Il fatto è avvenuto nella zona dello stadio Adriatico. L’uomo è stato trasportato in codice rosso in ospedale
PESCARA. È stato trovato moribondo, con gravi lesioni su tutto il corpo, riverso tra i rifiuti e il degrado di un cantiere abbandonato tra via Pepe e via D’Avalos. La scoperta è avvenuta nella mattinata di ieri, quando gli agenti della polizia locale, insieme al personale di Ambiente Spa, stavano effettuando un’operazione di sgombero all’interno della struttura di proprietà comunale. L’edificio, attualmente in fase di recupero, inizialmente era destinato a diventare una palazzina popolare con 12 appartamenti, inserita nel progetto “Casa dei padri separati”. Durante il primo sopralluogo, gli operatori hanno trovato numerosi rifiuti e diversi giacigli di fortuna, segni evidenti della presenza abituale di senzatetto e disperati che utilizzano l’area come riparo durante le ore notturne.
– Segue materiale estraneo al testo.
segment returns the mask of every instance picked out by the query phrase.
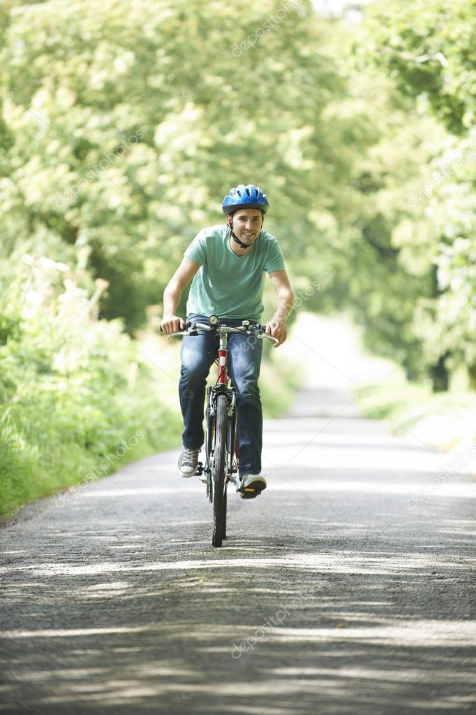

A distanza di poche ore, intorno alle 14, gli agenti sono tornati sul posto per completare le verifiche e, in quell’occasione, hanno trovato l’uomo a terra, privo di forze e con evidenti ferite sul corpo. Si tratta di un cittadino italiano di 45 anni, senza fissa dimora. Le sue condizioni sono apparse subito gravissime, tanto da rendere necessario l’intervento immediato del 118. Il personale sanitario lo ha soccorso e trasportato d’urgenza in ospedale, dove è attualmente ricoverato in codice rosso. Secondo una prima ricostruzione, l’uomo potrebbe essere rimasto coinvolto alcune ore prima in una violenta colluttazione con un’altra persona. Dopo l’aggressione, avrebbe cercato rifugio all’interno del cantiere, probabilmente nel tentativo di ripararsi e trovare un luogo sicuro.